Data mining reveals complex interactions of risk factors and clinical feature profiling associated with the staging of non-hepatitis B virus/non-hepatitis C virus-related hepatocellular carcinoma

Hepatol Res. 2011 Jun;41(6):564-71. doi: 10.1111/j.1872-034X.2011.00799.x. Epub 2011 Apr 19.

Abstract

Aim: Non-hepatitis B virus/non-hepatitis C virus-related hepatocellular carcinoma (NBNC-HCC) is often detected at an advanced stage, and the pathology associated with the staging of NBNC-HCC remains unclear. Data mining is a set of statistical techniques which uncovers interactions and meaningful patterns of factors from a large data collection. The aims of this study were to reveal complex interactions of the risk factors and clinical feature profiling associated with the staging of NBNC-HCC using data mining techniques.
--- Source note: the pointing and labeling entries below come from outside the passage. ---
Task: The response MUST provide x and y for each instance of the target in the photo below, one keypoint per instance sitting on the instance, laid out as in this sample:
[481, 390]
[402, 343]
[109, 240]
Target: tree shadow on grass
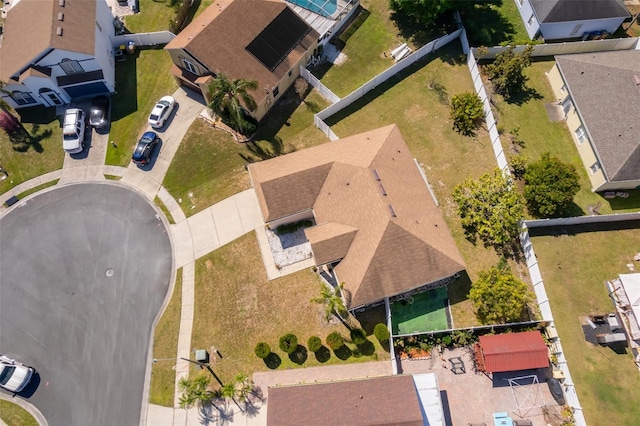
[449, 54]
[323, 354]
[343, 352]
[273, 361]
[22, 141]
[299, 356]
[367, 348]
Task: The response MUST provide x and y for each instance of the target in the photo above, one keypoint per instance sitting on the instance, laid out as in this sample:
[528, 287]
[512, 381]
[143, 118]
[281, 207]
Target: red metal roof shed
[514, 351]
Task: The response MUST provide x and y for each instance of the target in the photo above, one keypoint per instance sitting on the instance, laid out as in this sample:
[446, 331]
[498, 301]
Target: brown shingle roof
[30, 30]
[330, 241]
[391, 400]
[219, 36]
[361, 182]
[607, 97]
[514, 352]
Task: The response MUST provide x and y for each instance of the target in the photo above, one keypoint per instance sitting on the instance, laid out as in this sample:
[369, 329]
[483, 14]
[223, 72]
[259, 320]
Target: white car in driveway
[13, 375]
[161, 111]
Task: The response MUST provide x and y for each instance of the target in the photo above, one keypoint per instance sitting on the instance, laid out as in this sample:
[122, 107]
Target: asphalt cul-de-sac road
[84, 270]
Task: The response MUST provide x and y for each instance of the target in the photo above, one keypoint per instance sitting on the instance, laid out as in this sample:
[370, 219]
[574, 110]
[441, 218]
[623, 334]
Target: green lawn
[529, 117]
[491, 25]
[33, 154]
[165, 348]
[141, 80]
[288, 127]
[372, 34]
[236, 307]
[574, 268]
[413, 102]
[14, 415]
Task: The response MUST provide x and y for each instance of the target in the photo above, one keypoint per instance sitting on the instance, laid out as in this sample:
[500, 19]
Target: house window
[70, 66]
[530, 21]
[22, 98]
[581, 135]
[190, 66]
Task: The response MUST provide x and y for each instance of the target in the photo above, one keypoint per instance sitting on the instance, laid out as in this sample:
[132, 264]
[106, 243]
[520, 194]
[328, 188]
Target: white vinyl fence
[144, 39]
[582, 220]
[545, 310]
[565, 48]
[490, 119]
[324, 90]
[378, 80]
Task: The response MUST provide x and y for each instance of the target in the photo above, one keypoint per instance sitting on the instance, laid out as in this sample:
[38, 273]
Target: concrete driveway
[149, 178]
[84, 270]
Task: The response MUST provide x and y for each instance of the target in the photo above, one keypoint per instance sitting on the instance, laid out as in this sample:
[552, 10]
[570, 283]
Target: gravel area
[290, 248]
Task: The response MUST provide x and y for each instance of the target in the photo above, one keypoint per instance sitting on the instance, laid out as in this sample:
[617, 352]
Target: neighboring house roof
[548, 11]
[372, 209]
[390, 400]
[605, 92]
[30, 30]
[514, 352]
[224, 35]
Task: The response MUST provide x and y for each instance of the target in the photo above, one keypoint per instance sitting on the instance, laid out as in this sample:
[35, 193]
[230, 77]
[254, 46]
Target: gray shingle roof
[549, 11]
[607, 97]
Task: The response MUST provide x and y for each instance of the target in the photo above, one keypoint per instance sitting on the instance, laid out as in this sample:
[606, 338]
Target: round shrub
[314, 344]
[289, 343]
[447, 340]
[381, 332]
[358, 336]
[262, 350]
[334, 340]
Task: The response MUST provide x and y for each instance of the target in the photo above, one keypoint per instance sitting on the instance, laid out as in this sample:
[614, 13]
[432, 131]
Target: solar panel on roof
[279, 38]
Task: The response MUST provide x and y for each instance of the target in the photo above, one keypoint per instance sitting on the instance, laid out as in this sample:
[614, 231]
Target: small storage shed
[511, 352]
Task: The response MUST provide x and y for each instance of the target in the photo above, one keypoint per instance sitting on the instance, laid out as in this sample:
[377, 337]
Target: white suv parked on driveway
[73, 130]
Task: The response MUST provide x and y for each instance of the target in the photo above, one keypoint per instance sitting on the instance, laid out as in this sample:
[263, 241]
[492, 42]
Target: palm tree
[227, 99]
[194, 391]
[331, 298]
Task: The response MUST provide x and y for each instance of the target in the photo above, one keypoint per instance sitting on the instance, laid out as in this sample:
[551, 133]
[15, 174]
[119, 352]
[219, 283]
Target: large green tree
[490, 208]
[498, 297]
[466, 113]
[331, 298]
[229, 97]
[550, 186]
[506, 72]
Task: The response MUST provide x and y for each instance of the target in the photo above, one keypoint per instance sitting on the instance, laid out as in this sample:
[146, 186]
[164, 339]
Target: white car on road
[161, 111]
[13, 375]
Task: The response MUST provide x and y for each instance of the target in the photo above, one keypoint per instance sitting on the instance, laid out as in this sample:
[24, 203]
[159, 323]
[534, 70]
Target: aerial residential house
[388, 400]
[377, 226]
[565, 19]
[262, 40]
[600, 97]
[55, 51]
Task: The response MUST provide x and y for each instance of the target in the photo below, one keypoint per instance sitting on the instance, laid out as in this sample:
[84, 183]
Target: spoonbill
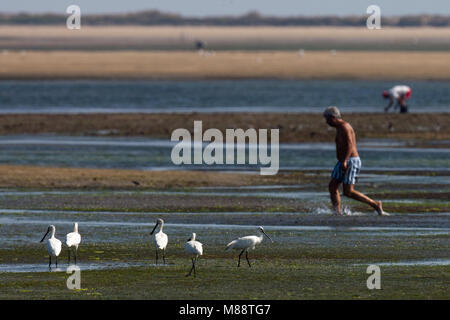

Methods: A database was created from 663 patients with NBNC-HCC at 20 institutions. The Milan criteria were used as staging of HCC. Complex associations of variables and clinical feature profiling with the Milan criteria were analyzed by graphical modeling and decision tree algorithm methods, respectively.

Results: Graphical modeling identified six factors independently associated with the Milan criteria: diagnostic year of HCC; diagnosis of liver cirrhosis; serum aspartate aminotransferase (AST); alanine aminotransferase (ALT); α-fetoprotein (AFP); and des-γ-carboxy prothrombin (DCP) levels. The decision trees were created with five variables to classify six groups of patients. Sixty-nine percent of the patients were within the Milan criteria, when patients showed an AFP level of 200 ng/mL or less, diagnosis of liver cirrhosis and an AST level of less than 93 IU/mL. On the other hand, 18% of the patients were within the Milan criteria, when patients showed an AFP level of more than 200 ng/mL and ALT level of 20 IU/mL or more.

Conclusion: Data mining disclosed complex interactions of the risk factors and clinical feature profiling associated with the staging of NBNC-HCC.